One explanation could be that ‘interoceptive’ attention to specific areas of the body engages more focal mechanisms than are recruited by ‘exteroceptive’ attention to locations outside the body. There is much literature describing the effects of somatosensory attention on sensory processing and measures of brain activation. Attention to an expected location at an expected time improves sensory discrimination, reduces the electroencephalographic
activity of the sensorimotor cortex in the alpha and beta bands, and increases activity in the sensory cortex (e.g. Macaluso et al., 2003; van Ede et al., 2011). However, there are few descriptions of whether there are concomitant effects on the motor cortex. Johansen-Berg & Matthews (2002) showed in a functional magnetic resonance imaging study that diverting attention away from a movement
could reduce activation of selleck chemicals posterior regions of the M1. Conversely, Macaluso et al. (2003) selleck products noted that sensory attention to the hand may increase activity in the pre-central as well as post-central cortex. Similarly, it is interesting to note that the depression of electroencephalographic beta rhythms in the sensorimotor cortex is more traditionally associated with the facilitation of movement rather than somatosensation, although there is some evidence that beta activity can arise in the sensory as well as the motor Benzatropine cortex.
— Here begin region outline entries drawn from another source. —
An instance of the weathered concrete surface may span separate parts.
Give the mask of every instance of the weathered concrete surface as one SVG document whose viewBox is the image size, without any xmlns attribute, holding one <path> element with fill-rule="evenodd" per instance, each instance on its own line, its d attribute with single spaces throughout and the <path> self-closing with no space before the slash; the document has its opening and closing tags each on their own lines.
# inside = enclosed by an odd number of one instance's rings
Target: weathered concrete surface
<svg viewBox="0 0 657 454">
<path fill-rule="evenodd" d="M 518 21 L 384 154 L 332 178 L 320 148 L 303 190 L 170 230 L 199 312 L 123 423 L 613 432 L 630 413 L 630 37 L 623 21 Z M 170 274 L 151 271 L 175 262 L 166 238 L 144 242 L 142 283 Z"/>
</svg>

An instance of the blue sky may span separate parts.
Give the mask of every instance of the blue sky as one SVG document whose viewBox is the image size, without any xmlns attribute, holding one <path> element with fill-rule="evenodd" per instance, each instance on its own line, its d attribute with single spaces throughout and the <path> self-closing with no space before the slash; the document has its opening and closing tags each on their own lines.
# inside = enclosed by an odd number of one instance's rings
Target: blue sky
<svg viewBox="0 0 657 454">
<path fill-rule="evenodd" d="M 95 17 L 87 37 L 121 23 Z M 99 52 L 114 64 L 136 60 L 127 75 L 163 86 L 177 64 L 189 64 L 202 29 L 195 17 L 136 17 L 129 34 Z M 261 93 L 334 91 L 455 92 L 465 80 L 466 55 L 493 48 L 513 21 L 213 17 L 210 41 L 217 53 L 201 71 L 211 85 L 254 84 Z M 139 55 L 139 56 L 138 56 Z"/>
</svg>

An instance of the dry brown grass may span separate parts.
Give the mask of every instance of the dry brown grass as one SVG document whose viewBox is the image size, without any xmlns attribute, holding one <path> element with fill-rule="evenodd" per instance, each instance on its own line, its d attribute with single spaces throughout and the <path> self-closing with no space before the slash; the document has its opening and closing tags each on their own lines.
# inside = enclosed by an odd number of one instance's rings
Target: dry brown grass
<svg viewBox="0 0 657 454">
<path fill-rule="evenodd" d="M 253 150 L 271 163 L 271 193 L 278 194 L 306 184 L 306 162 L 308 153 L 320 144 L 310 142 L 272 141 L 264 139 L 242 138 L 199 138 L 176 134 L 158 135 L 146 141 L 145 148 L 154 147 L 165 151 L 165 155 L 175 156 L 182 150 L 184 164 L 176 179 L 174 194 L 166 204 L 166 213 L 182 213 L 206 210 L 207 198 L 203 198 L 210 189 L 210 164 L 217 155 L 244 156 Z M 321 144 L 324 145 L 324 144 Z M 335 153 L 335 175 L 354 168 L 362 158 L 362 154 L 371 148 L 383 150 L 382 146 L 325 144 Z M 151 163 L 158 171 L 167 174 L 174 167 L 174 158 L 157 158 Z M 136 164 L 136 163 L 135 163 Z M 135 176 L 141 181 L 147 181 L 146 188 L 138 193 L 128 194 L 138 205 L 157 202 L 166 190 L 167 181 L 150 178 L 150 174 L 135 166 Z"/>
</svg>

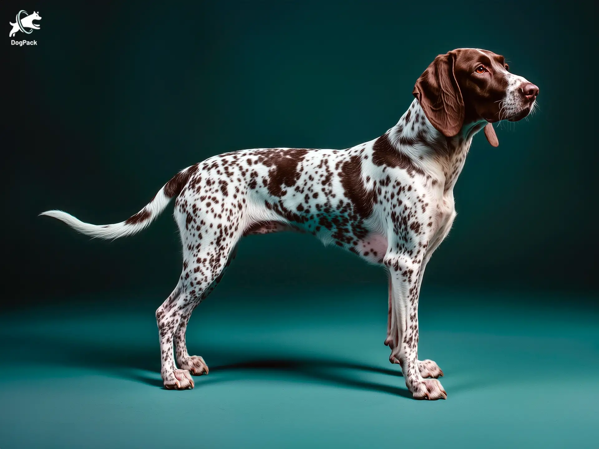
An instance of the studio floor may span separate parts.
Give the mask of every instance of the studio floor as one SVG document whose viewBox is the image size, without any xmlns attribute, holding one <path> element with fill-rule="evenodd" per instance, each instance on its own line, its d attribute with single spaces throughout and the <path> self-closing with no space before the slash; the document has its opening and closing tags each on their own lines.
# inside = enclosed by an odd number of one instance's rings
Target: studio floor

A number of other studies have also documented changes in responses to TMS when individuals are instructed to attend to the hand (see ‘Introduction’). However, there have been few investigations comparing the effects of different modalities and locations of sensory attention
on motor cortex excitability. The present task involved attention to rare electrical stimuli applied directly to the skin. However, although rare, the timing of the stimuli was unpredictable so that participants had to attend continuously to sensation from that area of the skin in order to perform the task correctly. Motor cortex excitability was probed during this sustained attention. The results showed that attention to the skin overlying the target muscle relatively increased MEPs compared with a no-attention condition. There were no significant effects on MEPs if the skin area was distant from the muscle [middle dorsum (experiment 1) or over the ADM (experiment 2) for MEPs in the FDI]. The results are similar to those described by Gandevia & Rothwell (1987) who found that they could differentially modulate the thresholds for the production of MEPs in two intrinsic hand muscles by focussing attention on one or the other in turn. In their experiments, participants were instructed to focus on ‘motor commands’ to the individual muscles.